In this study, we confirmed the well-established anti-inflammatory effect of DEX on CXCL8 release (1112) and importantly, we show that this dampening effect of DEX extends to other aspects of neutrophil function, including intracellular ROS production, degranulation and NETosis. We observed no effects of VD3 on neutrophil function when compared to the vehicle control (ethanol), while neutrophils do express mRNA of the VD3 receptor (42). The effects of VD3 on neutrophils are rarely studied and results are contradictory, e.g. elevated versus decreased CXCL8 release by VD3 treatment (43). A limitation of our study is that we did not use (pseudo)-SARS-CoV-2 as stimulus for neutrophils. Although neutrophils may not be infected by SARS-CoV-2 (44), its components, e.g. nucleocapsid, spike proteins or ssRNA, may activate neutrophils. Purified nucleocapsid and spike proteins from SARS-CoV-2 were shown to induce NETosis, while they did not increase intracellular ROS production (45). The effect of these proteins on the release of other neutrophil derived factors, e.g., granules and CXCL8, remains to be established. Here, we used R848 in combination with TNF to activate neutrophils. Our earlier work showed that two different stimuli are needed for optimal neutrophil activation (17). R848 is a synthetic ligand that activates TLR7 and TLR8, the latter expressed by neutrophils, which recognize ssRNA (46). TNF is an important modulator of immune responses, including the response to viruses. Therefore, neutrophil stimulation with R848 and TNF may represent an attractive model to study candidate drugs for dampening neutrophil activation in COVID-19.

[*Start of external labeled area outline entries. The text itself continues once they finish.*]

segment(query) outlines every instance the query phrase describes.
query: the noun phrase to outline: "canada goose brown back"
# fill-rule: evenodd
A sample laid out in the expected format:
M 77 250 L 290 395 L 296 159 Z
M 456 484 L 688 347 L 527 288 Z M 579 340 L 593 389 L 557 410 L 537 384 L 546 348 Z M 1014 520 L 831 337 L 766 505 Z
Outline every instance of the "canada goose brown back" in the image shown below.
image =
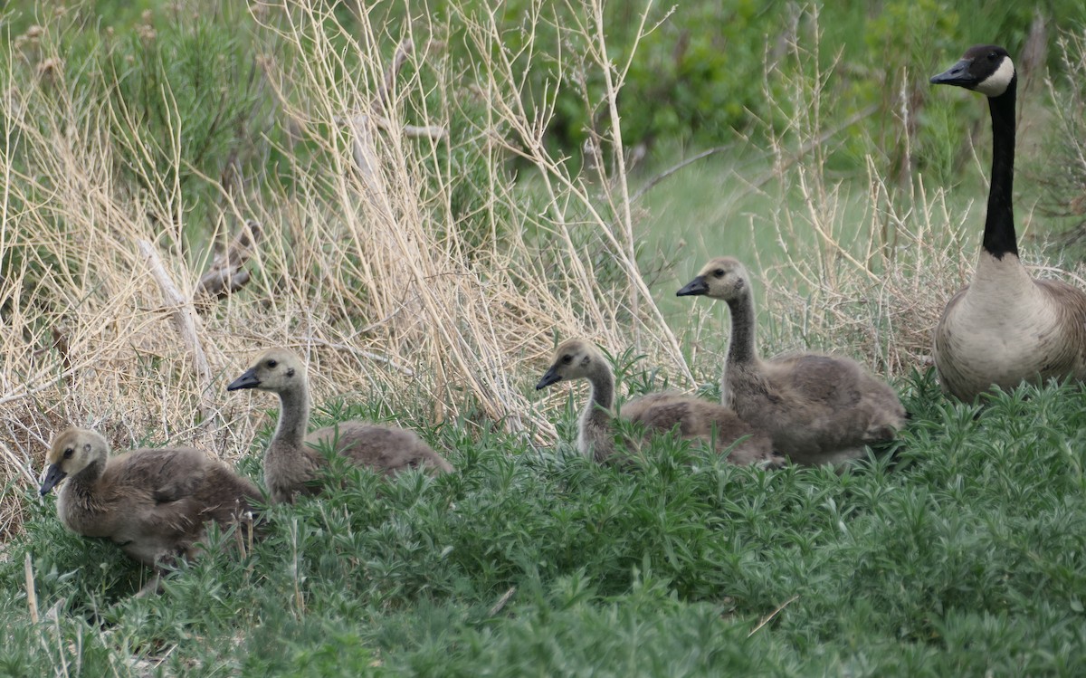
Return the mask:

Taken together, our data support previous reports on a pro-inflammatory effect of RA on neutrophils and this may be of importance to treatment of neutrophil immunodeficiencies (47), while caution is warranted for potential use as a tolerogenic adjuvant in autoimmune disorders or other diseases associated with hyperactivation of neutrophils, such as COVID-19 (194348). The anti-inflammatory effect of DEX on neutrophil function supports the use of DEX in hospitalized COVID-19 patients suffering from respiratory distress.